Polkinghorne’s voluminous writings on the topic--along with Templeton’s financial support of related research--have helped propel the burgeoning interest. The priest has written more than 20 books, including his first foray into the subject nearly two decades ago, “The Way the World Is,” on how a thinking person can be a Christian. He says he views his most important work as “The Faith of a Physicist,” published in 1994, which defends the rationality of believing in the resurrection of Christ and other tenets of the Nicene Creed.

Polkinghorne attended the University of Cambridge, where he earned an undergraduate degree in mathematics and advanced degrees in quantum field theory and theoretical elementary particle physics. He became a professor of mathematical physics at Cambridge, mentoring a generation of physicists exploring the mysteries of subatomic matter.
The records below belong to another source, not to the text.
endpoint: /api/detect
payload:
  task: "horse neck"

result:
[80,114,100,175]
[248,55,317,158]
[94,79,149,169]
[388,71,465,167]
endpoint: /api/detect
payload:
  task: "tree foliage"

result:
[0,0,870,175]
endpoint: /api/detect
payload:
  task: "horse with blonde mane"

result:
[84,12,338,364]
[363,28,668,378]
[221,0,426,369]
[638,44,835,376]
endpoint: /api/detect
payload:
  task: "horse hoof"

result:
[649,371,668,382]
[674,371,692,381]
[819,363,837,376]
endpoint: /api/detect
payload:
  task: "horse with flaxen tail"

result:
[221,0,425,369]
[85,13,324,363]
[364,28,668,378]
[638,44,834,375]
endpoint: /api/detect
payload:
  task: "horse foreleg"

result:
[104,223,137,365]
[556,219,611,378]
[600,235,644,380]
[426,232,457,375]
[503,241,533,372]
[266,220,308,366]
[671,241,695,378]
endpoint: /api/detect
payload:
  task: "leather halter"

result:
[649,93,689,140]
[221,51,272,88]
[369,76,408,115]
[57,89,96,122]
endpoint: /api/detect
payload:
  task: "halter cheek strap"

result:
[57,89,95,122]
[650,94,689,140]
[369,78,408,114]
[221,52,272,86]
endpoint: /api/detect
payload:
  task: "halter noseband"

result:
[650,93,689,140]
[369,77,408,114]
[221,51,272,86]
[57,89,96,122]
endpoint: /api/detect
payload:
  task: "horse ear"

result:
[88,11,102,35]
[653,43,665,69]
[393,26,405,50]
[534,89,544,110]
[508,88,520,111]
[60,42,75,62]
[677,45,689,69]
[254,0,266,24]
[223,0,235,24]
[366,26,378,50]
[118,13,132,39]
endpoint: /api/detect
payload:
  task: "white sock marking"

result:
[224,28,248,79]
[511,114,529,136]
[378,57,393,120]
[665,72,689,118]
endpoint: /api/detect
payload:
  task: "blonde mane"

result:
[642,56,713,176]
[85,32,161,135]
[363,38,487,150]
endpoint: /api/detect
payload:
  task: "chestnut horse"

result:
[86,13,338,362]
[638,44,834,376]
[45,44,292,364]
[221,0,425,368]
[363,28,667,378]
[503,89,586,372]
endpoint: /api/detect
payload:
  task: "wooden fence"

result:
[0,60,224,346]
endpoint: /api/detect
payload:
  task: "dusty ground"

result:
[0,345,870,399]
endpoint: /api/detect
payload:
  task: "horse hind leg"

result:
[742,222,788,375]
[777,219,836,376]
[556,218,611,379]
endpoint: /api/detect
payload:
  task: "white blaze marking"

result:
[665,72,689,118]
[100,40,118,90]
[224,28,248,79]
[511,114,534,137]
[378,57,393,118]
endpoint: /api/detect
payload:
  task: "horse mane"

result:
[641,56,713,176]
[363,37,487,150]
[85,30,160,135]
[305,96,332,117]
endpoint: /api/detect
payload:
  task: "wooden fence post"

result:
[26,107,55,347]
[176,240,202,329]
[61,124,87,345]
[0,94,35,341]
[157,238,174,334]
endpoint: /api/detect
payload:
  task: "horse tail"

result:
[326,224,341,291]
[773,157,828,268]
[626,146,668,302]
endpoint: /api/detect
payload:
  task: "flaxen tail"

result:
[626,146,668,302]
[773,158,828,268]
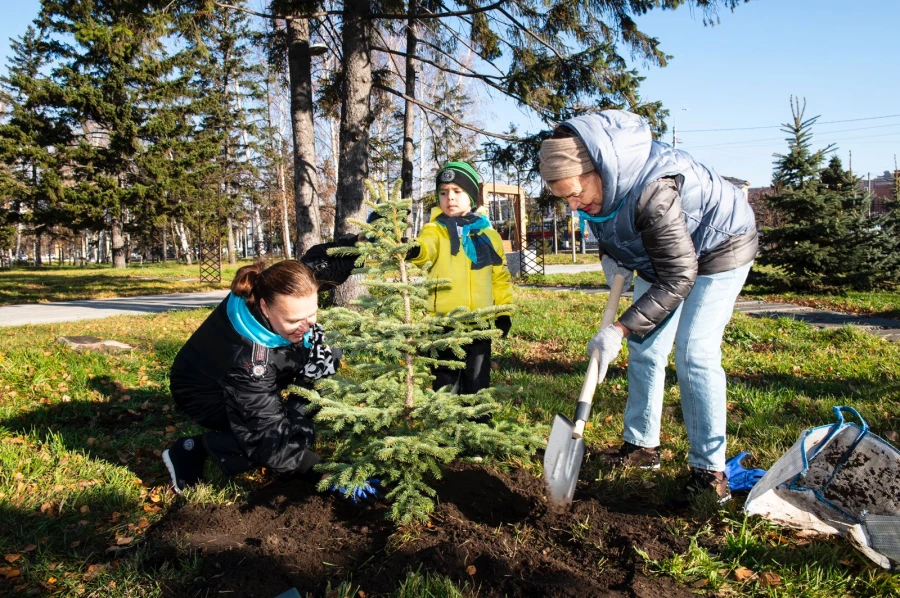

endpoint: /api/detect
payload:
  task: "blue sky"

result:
[0,0,900,186]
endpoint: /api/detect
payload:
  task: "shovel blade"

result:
[544,414,584,509]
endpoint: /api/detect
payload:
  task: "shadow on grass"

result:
[0,376,187,490]
[0,270,224,305]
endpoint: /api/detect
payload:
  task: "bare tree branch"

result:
[372,0,505,20]
[372,45,505,82]
[497,7,564,60]
[372,83,521,141]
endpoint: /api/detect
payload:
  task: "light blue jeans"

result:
[624,264,752,471]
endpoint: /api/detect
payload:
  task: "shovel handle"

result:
[572,274,625,438]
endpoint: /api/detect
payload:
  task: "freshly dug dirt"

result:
[148,465,692,598]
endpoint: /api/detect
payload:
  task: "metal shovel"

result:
[544,274,625,510]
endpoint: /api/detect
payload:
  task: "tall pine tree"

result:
[297,181,542,523]
[0,26,72,265]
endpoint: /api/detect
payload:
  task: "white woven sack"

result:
[744,407,900,567]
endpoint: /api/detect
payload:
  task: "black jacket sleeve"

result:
[619,178,697,338]
[225,368,315,474]
[300,233,357,288]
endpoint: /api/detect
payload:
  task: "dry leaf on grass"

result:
[734,567,755,581]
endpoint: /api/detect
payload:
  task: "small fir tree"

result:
[295,181,542,524]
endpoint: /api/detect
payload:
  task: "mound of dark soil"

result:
[149,466,691,598]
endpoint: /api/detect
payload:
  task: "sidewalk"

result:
[0,289,228,326]
[0,264,900,342]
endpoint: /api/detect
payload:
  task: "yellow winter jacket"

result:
[412,208,512,314]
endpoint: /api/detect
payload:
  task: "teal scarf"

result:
[227,293,292,349]
[578,201,625,241]
[435,212,503,270]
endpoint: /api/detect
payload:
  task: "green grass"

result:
[743,264,900,319]
[516,270,606,289]
[544,249,600,265]
[0,288,900,598]
[0,261,250,305]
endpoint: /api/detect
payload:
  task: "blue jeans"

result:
[624,264,752,471]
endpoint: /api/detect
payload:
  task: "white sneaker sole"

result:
[163,449,184,494]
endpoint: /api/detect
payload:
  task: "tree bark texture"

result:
[400,0,416,199]
[334,0,372,306]
[109,216,127,268]
[285,18,322,257]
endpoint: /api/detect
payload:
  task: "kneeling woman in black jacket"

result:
[163,260,338,493]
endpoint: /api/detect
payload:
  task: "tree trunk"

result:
[276,162,292,260]
[109,216,126,269]
[160,223,169,264]
[400,0,416,199]
[285,18,322,256]
[225,216,237,264]
[334,0,372,306]
[175,222,194,266]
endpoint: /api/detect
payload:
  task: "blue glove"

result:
[328,478,381,505]
[725,451,766,492]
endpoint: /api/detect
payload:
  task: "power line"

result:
[681,114,900,133]
[682,123,900,150]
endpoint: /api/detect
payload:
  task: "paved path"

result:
[0,290,228,326]
[0,264,900,341]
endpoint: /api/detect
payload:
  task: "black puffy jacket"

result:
[170,298,339,474]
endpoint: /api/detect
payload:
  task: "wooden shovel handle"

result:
[572,274,625,438]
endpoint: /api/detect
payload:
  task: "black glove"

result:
[494,316,512,338]
[300,234,357,288]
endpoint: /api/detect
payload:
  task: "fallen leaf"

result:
[734,567,754,581]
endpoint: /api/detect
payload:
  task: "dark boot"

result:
[162,436,206,494]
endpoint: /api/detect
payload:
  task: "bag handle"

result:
[800,405,869,476]
[831,405,869,434]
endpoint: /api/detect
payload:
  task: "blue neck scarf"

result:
[578,201,625,240]
[227,293,292,349]
[435,212,503,269]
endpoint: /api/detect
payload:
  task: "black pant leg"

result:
[202,431,259,476]
[460,339,491,395]
[431,349,462,394]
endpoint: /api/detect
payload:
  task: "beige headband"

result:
[541,137,594,182]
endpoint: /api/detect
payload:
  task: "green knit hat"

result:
[435,162,481,208]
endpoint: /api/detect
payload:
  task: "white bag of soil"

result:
[744,407,900,569]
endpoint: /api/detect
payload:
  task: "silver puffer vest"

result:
[562,110,756,278]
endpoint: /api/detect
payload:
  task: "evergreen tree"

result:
[0,26,72,265]
[759,98,895,289]
[295,181,542,523]
[40,0,174,268]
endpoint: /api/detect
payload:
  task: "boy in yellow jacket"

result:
[411,162,512,394]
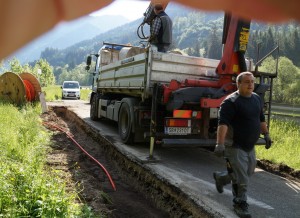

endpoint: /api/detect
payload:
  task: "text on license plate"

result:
[165,127,191,135]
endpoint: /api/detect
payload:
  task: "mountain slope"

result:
[8,15,129,63]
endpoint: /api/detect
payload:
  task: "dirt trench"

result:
[42,107,212,218]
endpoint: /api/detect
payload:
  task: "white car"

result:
[61,81,81,99]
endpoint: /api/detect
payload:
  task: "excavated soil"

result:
[41,107,300,218]
[42,107,213,218]
[42,111,169,218]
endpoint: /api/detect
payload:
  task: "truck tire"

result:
[90,95,99,121]
[118,102,134,144]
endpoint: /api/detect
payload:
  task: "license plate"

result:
[165,127,192,135]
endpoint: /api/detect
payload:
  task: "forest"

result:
[1,7,300,104]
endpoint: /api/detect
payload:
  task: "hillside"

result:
[7,3,300,70]
[8,15,129,63]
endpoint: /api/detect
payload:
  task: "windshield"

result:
[64,83,79,89]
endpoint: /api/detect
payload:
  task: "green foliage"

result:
[35,59,55,86]
[259,57,300,104]
[0,103,91,217]
[256,120,300,170]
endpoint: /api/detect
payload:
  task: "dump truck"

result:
[86,3,278,157]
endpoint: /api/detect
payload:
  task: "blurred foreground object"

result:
[0,0,112,59]
[0,0,300,60]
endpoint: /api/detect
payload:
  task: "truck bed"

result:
[98,49,219,98]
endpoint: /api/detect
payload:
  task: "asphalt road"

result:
[47,100,300,218]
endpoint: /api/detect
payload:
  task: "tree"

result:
[207,25,222,59]
[9,57,23,74]
[259,57,300,103]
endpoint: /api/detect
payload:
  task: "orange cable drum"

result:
[23,80,35,101]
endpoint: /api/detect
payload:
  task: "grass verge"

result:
[256,120,300,170]
[0,102,96,217]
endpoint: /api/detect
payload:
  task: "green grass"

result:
[256,120,300,170]
[0,102,97,218]
[42,85,91,101]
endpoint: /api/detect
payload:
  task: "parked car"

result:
[61,81,81,99]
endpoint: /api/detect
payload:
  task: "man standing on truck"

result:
[213,72,272,217]
[148,4,173,52]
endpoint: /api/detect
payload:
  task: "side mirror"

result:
[86,55,92,66]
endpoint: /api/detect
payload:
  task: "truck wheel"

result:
[118,102,134,144]
[90,95,99,121]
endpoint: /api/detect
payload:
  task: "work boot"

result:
[233,201,251,218]
[213,171,230,193]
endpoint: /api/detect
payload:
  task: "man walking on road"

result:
[213,72,271,217]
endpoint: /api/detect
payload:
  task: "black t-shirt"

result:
[219,92,265,151]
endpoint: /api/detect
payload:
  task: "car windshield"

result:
[64,83,79,89]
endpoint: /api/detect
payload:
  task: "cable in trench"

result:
[43,122,117,191]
His models for measuring the trajectory of fast-moving subatomic particles using the theory of relativity are considered his most significant scientific contributions.

In 1979, at age 49, Polkinghorne suddenly decided to switch gears. He resigned his teaching post, began theological studies at Westcott House in Cambridge and was ordained an Anglican priest in 1982.

Advertisement

After two years as a parish priest, he accepted an invitation to return to Cambridge as dean of Trinity Hall and became president of Queen’s College, Cambridge, three years later. He retired in 1996 and was knighted by Queen Elizabeth II the next year.